29 noviembre 2005

Paula P.

Paula de pronto se vio en el puente, sola, una noche apenas alumbrada por dos faroles sucios de mierda de gaviota. Abajo se escuchaba el río. Atrás, muy atrás de los pinos, el mar. Estaba en el centro, apoyada sobre la baranda de madera podrida y, aunque quería, no se podía mover, las piernas entumecidas y húmedas. El viento golpeaba fuerte y helado a esa hora, colándose por el cuello de la camisa, las mangas, entre los botones, debajo de la falda, subiendo por la columna hasta la nuca. En la ribera sur se distinguían unas luces amarillentas. Era un hotel. Adentro la estufa a leña estaría encendida, el calor sería rojo, la tetera herviría y alguien tomaría un mate caliente mientras el gato dormía entre los zapatos bajo el fuego.

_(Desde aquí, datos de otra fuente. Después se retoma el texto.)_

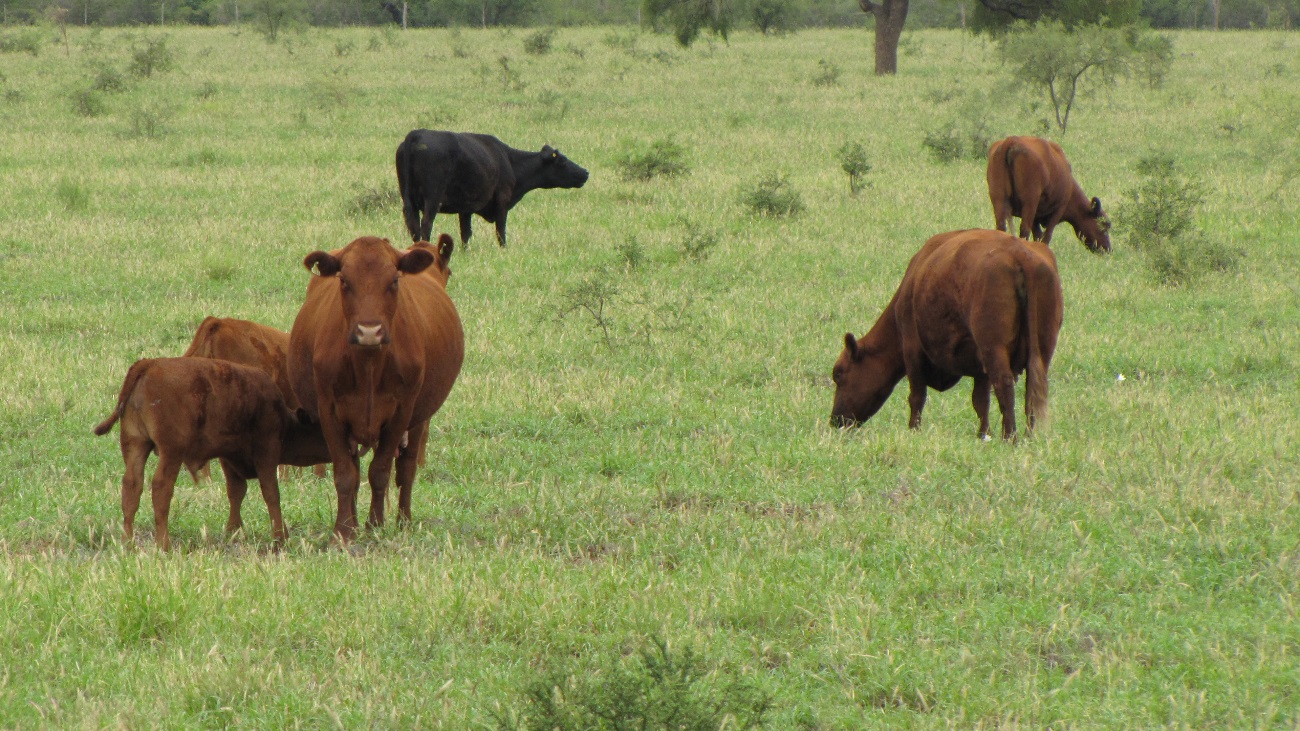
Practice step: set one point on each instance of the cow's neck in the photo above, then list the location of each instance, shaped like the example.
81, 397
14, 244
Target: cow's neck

El hombre que regresaba tarde de la mina la recogió mientras ella sólo musitaba "no soy de aquí". La llevó al hotel y la señora Fresia ayudó a limpiarle la sangre de las piernas. El hombre dijo que se llamaba Juan y que Paula era su esposa. Se acomodaron en una habitación que miraba hacia el puente. La cama estaba tibia, las sábanas blancas y suaves, donde extendieron una toalla para absorber el líquido que todavía fluía del cuerpo y el aceite caliente con que la masajeaban para lograr que se moviera otra vez. En la madrugada, a las cuatro, cuando el gallo cantó por primera vez en el día, la señora dijo que iría a dormir un rato. Juan extendió el cabello de la mujer y lo peinó. Ella lo miraba. Luego la destapó y lamió la sangre que aún corría. Ella sonrió. Era suave, tibio y húmedo, como si fuera un pez tropical. Afuera los postigos se golpeaban contra las ventanas y los árboles gemían. Durmieron juntos.

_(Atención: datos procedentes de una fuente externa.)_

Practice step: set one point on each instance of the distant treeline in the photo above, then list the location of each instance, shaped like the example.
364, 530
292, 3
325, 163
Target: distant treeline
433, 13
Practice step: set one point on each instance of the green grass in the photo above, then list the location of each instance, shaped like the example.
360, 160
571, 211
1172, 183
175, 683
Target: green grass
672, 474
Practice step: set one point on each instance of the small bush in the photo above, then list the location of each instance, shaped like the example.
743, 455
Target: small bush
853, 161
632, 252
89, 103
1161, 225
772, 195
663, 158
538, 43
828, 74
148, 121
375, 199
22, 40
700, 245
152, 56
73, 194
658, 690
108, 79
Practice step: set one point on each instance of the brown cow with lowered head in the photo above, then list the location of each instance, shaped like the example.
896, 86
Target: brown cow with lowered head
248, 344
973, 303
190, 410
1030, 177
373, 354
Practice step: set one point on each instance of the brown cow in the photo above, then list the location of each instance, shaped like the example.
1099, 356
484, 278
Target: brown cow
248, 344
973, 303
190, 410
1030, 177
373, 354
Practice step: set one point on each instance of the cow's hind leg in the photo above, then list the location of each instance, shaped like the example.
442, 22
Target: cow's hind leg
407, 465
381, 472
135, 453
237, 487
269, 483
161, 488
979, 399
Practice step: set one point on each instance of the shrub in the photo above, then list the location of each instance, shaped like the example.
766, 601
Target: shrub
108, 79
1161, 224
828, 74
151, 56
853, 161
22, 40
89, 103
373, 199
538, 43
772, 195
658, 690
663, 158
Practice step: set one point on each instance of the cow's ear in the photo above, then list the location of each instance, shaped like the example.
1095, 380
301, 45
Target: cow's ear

Durante el día Juan se fue a la mina y la señora Fresia cuidó a Paula, la limpiaba con paños calientes y le daba mate con miel y leche. Ella sólo musitaba "no soy de aquí" y la señora fingía que comprendía o que le creía. En la tarde pudo caminar y bajó a la cocina, sentada al lado de la estufa, con un sol que a veces alumbraba detrás de las nubes negras. El gato se acostó en sus faldas. Ella miró por la ventana hasta oscurecer. Allá se veía el puente, apenas alumbrado por dos faroles sucios de mierda de gaviota. Otra vez tenía las piernas entumecidas y el hielo se colaba por la columna hasta la nuca.